Dr. Gilden was an associate with the Parkway Orthopedic Group as an orthopedic surgeon.  His many patients over the years praised not only Dr. Gilden’s recognized skills as an orthopedic surgeon, but for his kindness and ongoing concern for his patients and their families.  Ruth Berg recalled Dr. Gilden’s attentiveness to her late husband, Dr. Ralph Berg, who underwent a full hip replacement operation by Dr. Gilden. “Jerry Gilden went above and beyond the call of duty in his personal attention to Ralph’s recovery,” she said.

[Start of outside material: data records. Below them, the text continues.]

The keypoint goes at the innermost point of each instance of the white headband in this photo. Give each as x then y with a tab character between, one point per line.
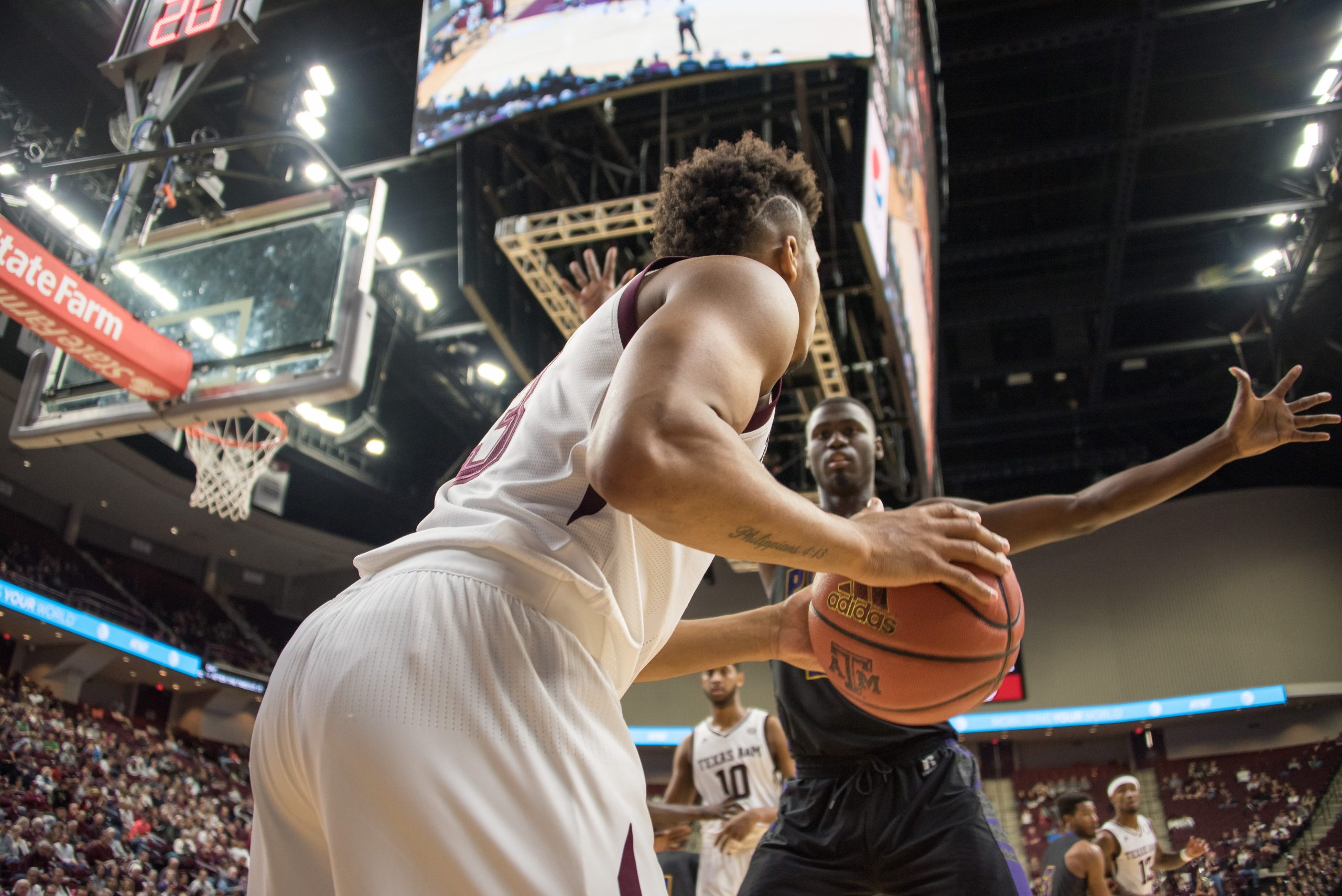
1120	781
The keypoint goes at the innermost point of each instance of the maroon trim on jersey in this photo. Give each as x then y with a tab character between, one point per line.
761	416
629	878
590	506
627	314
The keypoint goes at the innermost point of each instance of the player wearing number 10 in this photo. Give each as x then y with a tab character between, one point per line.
733	758
461	700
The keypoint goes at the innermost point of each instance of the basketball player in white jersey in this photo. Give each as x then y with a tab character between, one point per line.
739	757
1132	854
453	719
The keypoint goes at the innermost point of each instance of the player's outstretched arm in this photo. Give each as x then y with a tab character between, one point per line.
1195	848
1254	427
667	448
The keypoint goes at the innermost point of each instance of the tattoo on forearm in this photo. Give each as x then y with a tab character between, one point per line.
764	541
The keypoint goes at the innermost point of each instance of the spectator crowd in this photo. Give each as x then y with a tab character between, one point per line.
96	805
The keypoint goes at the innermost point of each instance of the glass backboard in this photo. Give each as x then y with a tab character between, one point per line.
274	304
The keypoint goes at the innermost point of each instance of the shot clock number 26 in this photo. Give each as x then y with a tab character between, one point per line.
183	30
185	18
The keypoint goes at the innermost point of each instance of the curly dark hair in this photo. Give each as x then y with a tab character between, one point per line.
712	203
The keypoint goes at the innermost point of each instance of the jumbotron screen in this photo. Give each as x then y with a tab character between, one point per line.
489	61
900	212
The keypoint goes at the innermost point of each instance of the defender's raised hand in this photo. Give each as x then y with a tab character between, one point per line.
592	287
923	544
1258	426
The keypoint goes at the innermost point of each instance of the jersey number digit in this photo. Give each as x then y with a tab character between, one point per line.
736	782
506	427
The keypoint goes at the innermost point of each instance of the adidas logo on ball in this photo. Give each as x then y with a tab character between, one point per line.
858	609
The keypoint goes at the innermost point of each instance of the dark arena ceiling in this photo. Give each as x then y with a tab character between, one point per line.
1113	172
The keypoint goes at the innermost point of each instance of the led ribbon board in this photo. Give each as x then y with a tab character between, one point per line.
1116	713
646	737
20	600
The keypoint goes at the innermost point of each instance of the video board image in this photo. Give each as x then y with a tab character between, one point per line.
898	210
489	61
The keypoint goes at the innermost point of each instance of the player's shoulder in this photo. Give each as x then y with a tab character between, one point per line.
1084	847
713	277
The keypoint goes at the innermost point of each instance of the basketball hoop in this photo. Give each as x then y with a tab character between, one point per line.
230	457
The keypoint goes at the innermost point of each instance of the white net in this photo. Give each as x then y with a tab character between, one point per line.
230	457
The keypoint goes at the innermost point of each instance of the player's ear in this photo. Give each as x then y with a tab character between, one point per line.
789	260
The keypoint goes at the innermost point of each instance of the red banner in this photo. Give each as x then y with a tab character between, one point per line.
45	296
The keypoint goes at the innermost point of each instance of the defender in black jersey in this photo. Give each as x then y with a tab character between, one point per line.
1073	864
889	809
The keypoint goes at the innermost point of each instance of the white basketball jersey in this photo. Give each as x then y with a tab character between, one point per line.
523	499
734	767
1134	870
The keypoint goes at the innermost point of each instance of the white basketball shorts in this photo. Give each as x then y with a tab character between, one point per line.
425	734
721	873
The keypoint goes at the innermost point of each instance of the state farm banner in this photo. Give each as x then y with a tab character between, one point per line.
49	298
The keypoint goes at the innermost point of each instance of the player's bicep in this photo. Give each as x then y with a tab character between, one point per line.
1091	861
681	789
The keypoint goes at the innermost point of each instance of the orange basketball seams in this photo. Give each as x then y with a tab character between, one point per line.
914	655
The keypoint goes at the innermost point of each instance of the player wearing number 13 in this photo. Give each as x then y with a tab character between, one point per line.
1132	852
462	699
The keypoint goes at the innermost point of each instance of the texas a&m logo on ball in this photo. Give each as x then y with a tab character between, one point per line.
852	670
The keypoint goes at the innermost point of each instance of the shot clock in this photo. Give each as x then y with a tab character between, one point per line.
159	31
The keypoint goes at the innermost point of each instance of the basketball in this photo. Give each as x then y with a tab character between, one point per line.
914	655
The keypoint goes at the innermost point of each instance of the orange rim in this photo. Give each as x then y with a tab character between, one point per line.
199	433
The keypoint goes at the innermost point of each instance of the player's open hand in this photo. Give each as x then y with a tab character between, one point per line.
592	287
1258	426
924	544
672	839
792	643
736	828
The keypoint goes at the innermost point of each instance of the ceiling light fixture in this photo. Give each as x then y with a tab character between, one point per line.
321	78
65	218
315	102
388	249
427	298
308	121
413	280
39	198
88	236
1269	260
492	373
1326	82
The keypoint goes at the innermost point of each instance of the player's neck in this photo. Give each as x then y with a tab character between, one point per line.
1129	820
847	505
729	717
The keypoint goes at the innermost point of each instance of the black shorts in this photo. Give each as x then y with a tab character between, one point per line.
921	827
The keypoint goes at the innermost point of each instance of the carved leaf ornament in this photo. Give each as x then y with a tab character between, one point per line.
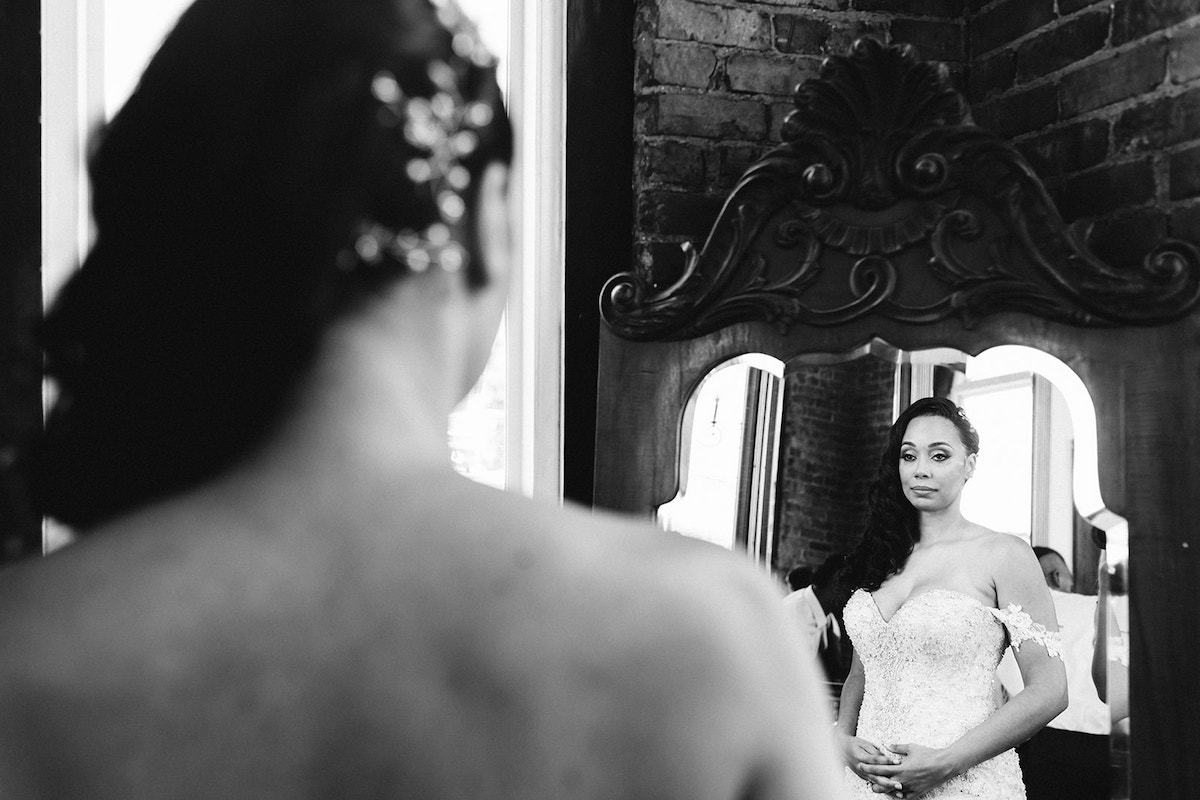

Dr. Gilden was well-known to local sports enthusiasts for his two tours of duty as the orthopedic surgeon for Blues hockey team.When the late Sidney Salomon bought the NHL team to St. Louis in 1967, it hired Dr. Gilden for the important medical post, which he served until 1995.  After a pause, the Blues, under different ownership, re-hired Dr. Gilden as orthopedic surgeon from 1997 to 1999.

He won special praise for his surgery on Blues star Noel Picard, on whom Dr. Gilden operated after Picard suffered major fractures after a horsing accident.  Picard was able to resume his career following his recovery from the surgery.

Among Dr. Gilden’s professional activities and associations were the American Academy of Orthopedic Surgeons, the American Medical Association; the St. Louis Medical Society; the Missouri State Medical Association; the St. Louis Rheumatism Society; the Mid-Central States Orthopedic Society; the St. Louis Orthopedic Society and the Southern Medical Association.

Dr. Gilden was a former president of the Ladue School Association.

Among his many Jewish activities were membership at United Hebrew Congregation; chairman of the Jewish Community Center’s Older Adult Committee; board member and vice president of the JCC; and chairman of the Camp Hawthorn Committee.  At the Jewish Federation, Dr. Gilden was co-chairman of the Physicians Division from 1969-1970 and a member of the Central Committee on Aging.

At Jewish Hospital, in addition to serving as Chief of the  Orthopedic Clinic and co-director of the amputee clinic in the Department of Rehabilitation, he did work in post-surgical immediate prosthetics at the hospital.

Funeral services were held last Friday at the Chesed Shel Emeth Cemetery on White Road in Chesterfield.

Survivors include four daughters, Ellen (Andy) Berg of Clayton, Janice (the late Aaron) Shanitkvich of Creve Coeur, Laurie Gilden (Kevin Kleff) of St. Louis, and Lisa (Tim) Leuther of Ballwin; a brother, Arnold Gilden of Sappington and five grandchildren.